The Department of Energy proposed in its 2017 budget request, released Tuesday Feb. 9, to terminate funding to the Mixed Oxide fuel plant at the Savannah River Site. The project, known as MOX, was viewed as a path to dispose of 34 metric tons of plutonium from the nation’s Cold War nuclear weapons program, under a deal reached decades ago with Russia.

MOX is meant to convert the nuclear weapons explosive into fuel for domestic power plants. But management failures, detailed in a four-part 2014 series of articles by CPI, have undermined that goal, and nuclear power plants have shown little interest in using MOX fuel.

Several DOE reports have officially endorsed the predominant solution urged by independent scientists: diluting the plutonium and burying it at the Waste Isolation Pilot Plant, a subterranean nuclear waste dump in New Mexico known as WIPP. The president’s proposed budget recommends this path.

But a series of accidents two years ago stopped waste shipments to WIPP, and they still haven’t resumed. The Energy Department recently announced it expects some shipments to resume by the end of the year. Already, $4.5 billion has been spent on the unfinished MOX plant, and some estimates place its ultimate price at about $30 billion. Dilution and disposal at WIPP is estimated to cost about $17 billion.
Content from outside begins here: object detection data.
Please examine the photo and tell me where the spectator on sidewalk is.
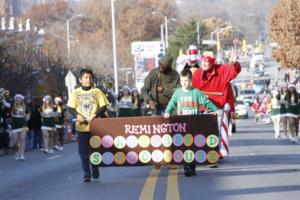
[41,95,55,154]
[11,94,28,160]
[53,97,65,151]
[28,99,43,150]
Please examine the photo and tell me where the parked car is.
[237,89,256,105]
[235,101,248,119]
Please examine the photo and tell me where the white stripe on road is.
[46,155,61,160]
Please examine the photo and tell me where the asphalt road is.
[0,114,300,200]
[0,57,300,200]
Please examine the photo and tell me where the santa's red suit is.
[192,56,241,156]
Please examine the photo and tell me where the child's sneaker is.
[15,153,20,160]
[183,165,193,177]
[83,175,91,182]
[53,145,59,151]
[92,168,100,179]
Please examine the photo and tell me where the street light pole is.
[67,20,70,61]
[111,0,119,94]
[165,16,169,49]
[160,24,164,43]
[66,14,82,61]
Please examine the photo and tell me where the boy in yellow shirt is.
[68,69,109,182]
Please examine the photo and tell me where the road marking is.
[46,155,61,160]
[139,167,160,200]
[166,168,180,200]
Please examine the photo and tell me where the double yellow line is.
[139,167,180,200]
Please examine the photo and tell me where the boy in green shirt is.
[164,70,218,176]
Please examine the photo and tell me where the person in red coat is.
[192,52,241,109]
[192,52,241,157]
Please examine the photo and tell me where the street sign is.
[131,41,165,91]
[202,40,217,45]
[65,71,76,98]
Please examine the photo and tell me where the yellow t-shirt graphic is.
[68,88,109,132]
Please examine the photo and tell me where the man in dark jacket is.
[141,55,180,115]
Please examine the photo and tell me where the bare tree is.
[269,0,300,68]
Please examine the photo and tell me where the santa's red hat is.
[188,45,199,63]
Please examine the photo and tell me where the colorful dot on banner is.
[194,134,206,147]
[114,136,126,149]
[183,134,194,147]
[126,135,138,148]
[102,152,114,165]
[173,133,183,147]
[102,135,114,148]
[90,135,101,149]
[151,150,164,163]
[164,149,172,163]
[151,135,162,148]
[162,134,173,147]
[139,135,150,148]
[195,150,206,163]
[115,152,126,165]
[126,151,139,165]
[206,135,219,148]
[90,152,102,165]
[173,150,183,163]
[207,150,219,163]
[183,150,195,163]
[139,150,151,164]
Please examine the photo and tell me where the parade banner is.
[89,114,219,167]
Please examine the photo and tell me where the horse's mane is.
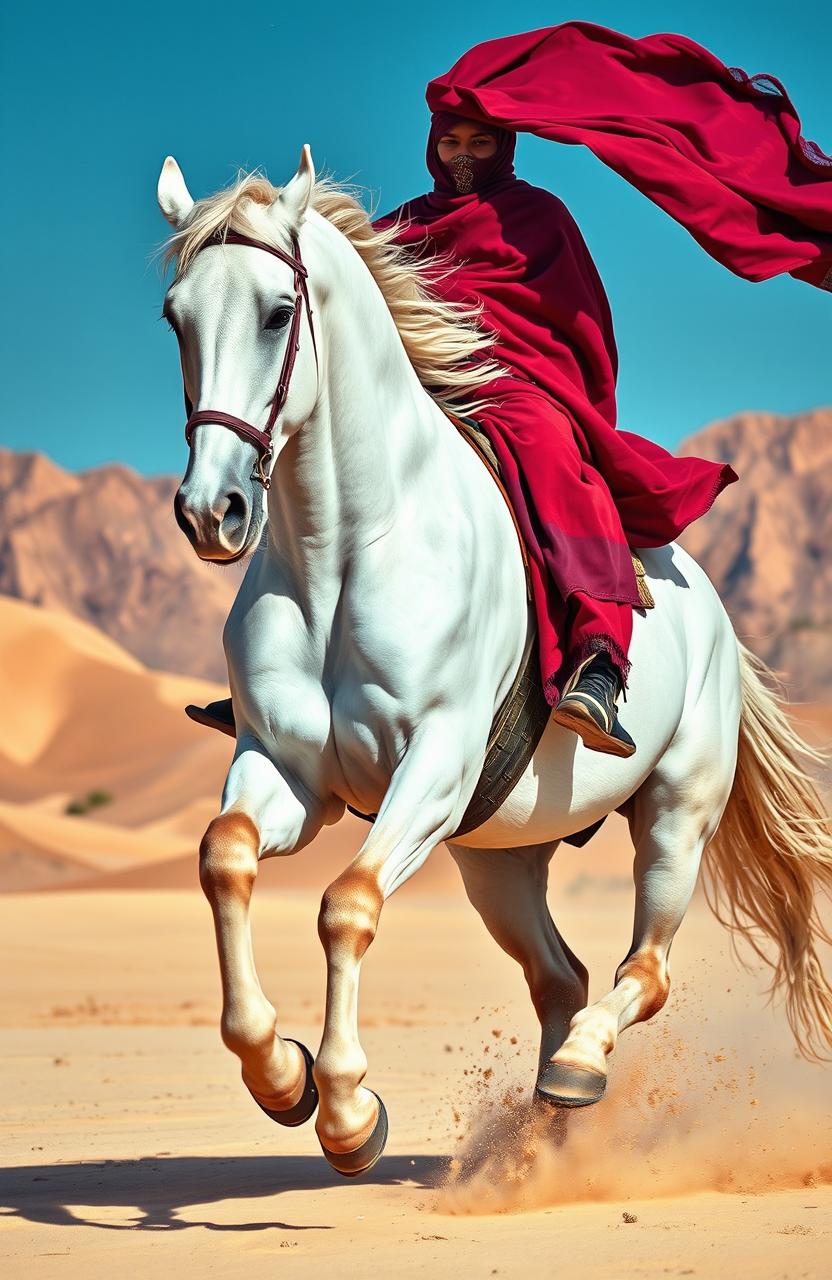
[164,173,499,413]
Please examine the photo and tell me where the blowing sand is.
[0,891,832,1277]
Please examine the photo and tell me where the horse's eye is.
[265,307,293,329]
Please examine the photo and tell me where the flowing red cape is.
[376,22,832,699]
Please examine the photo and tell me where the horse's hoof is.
[535,1062,607,1107]
[319,1089,388,1178]
[248,1037,317,1129]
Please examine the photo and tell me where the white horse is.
[159,147,832,1174]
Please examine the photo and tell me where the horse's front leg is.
[200,742,323,1124]
[315,735,462,1174]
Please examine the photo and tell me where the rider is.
[188,22,832,755]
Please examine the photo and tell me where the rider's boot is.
[184,698,237,737]
[554,652,636,756]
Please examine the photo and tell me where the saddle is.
[347,410,654,849]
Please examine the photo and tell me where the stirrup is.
[184,698,237,737]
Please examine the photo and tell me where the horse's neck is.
[269,218,440,617]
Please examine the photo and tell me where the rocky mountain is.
[0,449,239,681]
[0,408,832,699]
[680,408,832,700]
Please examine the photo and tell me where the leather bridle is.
[184,232,317,489]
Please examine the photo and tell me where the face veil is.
[426,111,517,196]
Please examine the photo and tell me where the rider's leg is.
[566,591,632,689]
[554,593,635,756]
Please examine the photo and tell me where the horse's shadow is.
[0,1156,447,1231]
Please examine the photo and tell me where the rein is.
[184,232,317,489]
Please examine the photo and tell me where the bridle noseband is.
[184,232,317,489]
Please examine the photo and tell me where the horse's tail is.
[703,644,832,1060]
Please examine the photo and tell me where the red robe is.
[376,22,832,701]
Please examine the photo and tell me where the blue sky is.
[0,0,832,474]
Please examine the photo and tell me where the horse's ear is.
[156,156,193,230]
[278,142,315,227]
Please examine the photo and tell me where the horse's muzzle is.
[173,484,257,563]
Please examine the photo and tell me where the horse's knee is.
[616,947,671,1023]
[524,961,589,1021]
[317,867,384,959]
[200,812,260,902]
[220,998,278,1059]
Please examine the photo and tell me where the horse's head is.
[157,146,317,562]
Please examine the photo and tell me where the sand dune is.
[0,596,642,892]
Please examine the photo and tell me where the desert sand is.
[0,600,832,1280]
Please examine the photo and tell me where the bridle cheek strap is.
[184,232,317,489]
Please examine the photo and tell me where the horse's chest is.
[332,689,406,812]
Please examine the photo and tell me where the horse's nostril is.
[173,489,196,543]
[220,489,250,541]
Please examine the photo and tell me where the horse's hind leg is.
[538,735,732,1106]
[538,746,731,1106]
[448,842,588,1069]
Burial is “the least bad way,” according to Edwin Lyman of the Union of Concerned Scientists, a nonprofit group. The cost and environmental uncertainty of the MOX conversion process are both too high, he said.

Energy Secretary Ernest Moniz, in a letter to Obama dated Nov. 20, 2015, expressed a clear preference for diluting and disposing of the plutonium at WIPP. He called it one of several “high-priority ‘hot potato’’” issues. The letter was posted on the website of the Project on Government Oversight, a nonprofit watchdog group, on Feb. 9.

But the Obama administration still faces staunch opposition from South Carolina’s congressional delegation, which has fought to keep the MOX project alive, even in the face of delays and rising costs. Three years ago, the South Carolina delegation led the way when Congress blocked the Obama administration’s recommendation to shelve MOX.

“I don’t think there’s any question that they’re just trying to salvage a jobs program at this point,” Lyman said.

In a written statement, Sen. Lindsey Graham, R-South Carolina, called the Obama administration’s proposal to cease funding MOX “reckless.” He expressed pessimism about renegotiating the terms of plutonium disposition with Russia during such a chilly phase in its relationship with the United States.

“Now is not the time to change course and have the Obama administration try to renegotiate anything with the Russians,” Graham said. “It will not end well for U.S. interests. One can only imagine what the Russians will ask for in return.”

In the letter to Obama, Moniz said that Russian nuclear officials “are amenable to discussion” but that the Russian foreign ministry had not expressed its views as yet.